Indeks nastrojów obliczany przez monachijski instytut Ifo na podstawie wyników ankiety przeprowadzanej co miesiąc wśród 7 tys. przedsiębiorców wzrósł w lutym do 107,4 ze 104,3 pkt w styczniu. To czwarta z rzędu zwyżka tego wskaźnika i największa od lipca 2010 r. Ekonomiści spodziewali się 104,9 pkt.
– Nie zanosi się, by cokolwiek mogło zakłócić optymizm niemieckiego biznesu.
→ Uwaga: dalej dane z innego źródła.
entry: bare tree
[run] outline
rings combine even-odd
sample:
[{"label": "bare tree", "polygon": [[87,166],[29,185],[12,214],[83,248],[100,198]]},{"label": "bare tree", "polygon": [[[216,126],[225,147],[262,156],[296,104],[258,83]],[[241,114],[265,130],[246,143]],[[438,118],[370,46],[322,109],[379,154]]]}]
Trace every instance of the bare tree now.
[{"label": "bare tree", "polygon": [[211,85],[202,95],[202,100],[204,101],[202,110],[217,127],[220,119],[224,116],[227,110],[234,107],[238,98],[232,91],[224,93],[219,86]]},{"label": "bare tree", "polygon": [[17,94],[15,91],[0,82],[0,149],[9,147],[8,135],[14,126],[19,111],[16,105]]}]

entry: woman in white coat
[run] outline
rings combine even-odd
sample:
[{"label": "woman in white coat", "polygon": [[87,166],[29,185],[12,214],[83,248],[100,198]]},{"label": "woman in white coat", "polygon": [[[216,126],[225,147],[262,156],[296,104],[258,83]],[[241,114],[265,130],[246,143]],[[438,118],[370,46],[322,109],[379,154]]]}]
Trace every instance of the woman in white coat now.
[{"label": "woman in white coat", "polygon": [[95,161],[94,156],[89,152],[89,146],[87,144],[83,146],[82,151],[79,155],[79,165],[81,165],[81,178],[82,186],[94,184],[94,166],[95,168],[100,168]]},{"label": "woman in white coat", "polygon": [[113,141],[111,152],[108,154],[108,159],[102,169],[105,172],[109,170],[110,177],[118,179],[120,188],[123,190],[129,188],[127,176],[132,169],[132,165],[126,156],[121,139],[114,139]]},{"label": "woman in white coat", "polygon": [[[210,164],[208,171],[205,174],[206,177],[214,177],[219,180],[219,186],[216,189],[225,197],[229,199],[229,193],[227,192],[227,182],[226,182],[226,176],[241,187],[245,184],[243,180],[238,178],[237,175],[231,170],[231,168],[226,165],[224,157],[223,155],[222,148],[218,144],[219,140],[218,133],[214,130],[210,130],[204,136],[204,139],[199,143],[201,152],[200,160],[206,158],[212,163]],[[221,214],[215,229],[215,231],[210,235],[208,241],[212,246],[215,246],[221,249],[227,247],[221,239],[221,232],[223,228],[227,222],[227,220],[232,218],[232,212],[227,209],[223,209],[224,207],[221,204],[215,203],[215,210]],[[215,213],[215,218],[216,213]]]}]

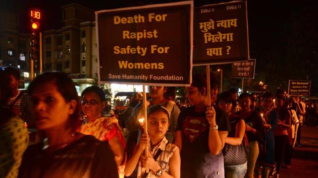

Podczas gdy większość innych krajów strefy euro pozostaje w recesji pochłonięta strukturalnymi reformami i cięciami wydatków budżetowych, niemiecka gospodarka surfuje po fali optymizmu – powiedział Carsten Brzeski, starszy ekonomista w brukselskim biurze ING Groep.
I rzeczywiście, wskaźnik zaufania inwestorów instytucjonalnych i analityków wzrósł w lutym do poziomu najwyższego od niemal trzech lat. Główny indeks frankfurckiej giełdy DAX zyskał 10 proc. w ciągu ostatnich trzech miesięcy, a Bundesbank opublikował w tym tygodniu prognozę, w której zapowiada powrót niemieckiej gospodarki na ścieżkę wzrostu już w tym kwartale, po spadku PKB o 0,6 proc. w ostatnich trzech miesiącach ub.r. Wśród jego przyczyn Federalny Urząd Statystyczny wymienił spadek eksportu o 2?proc. i inwestycji w przemyśle o 0,7 proc.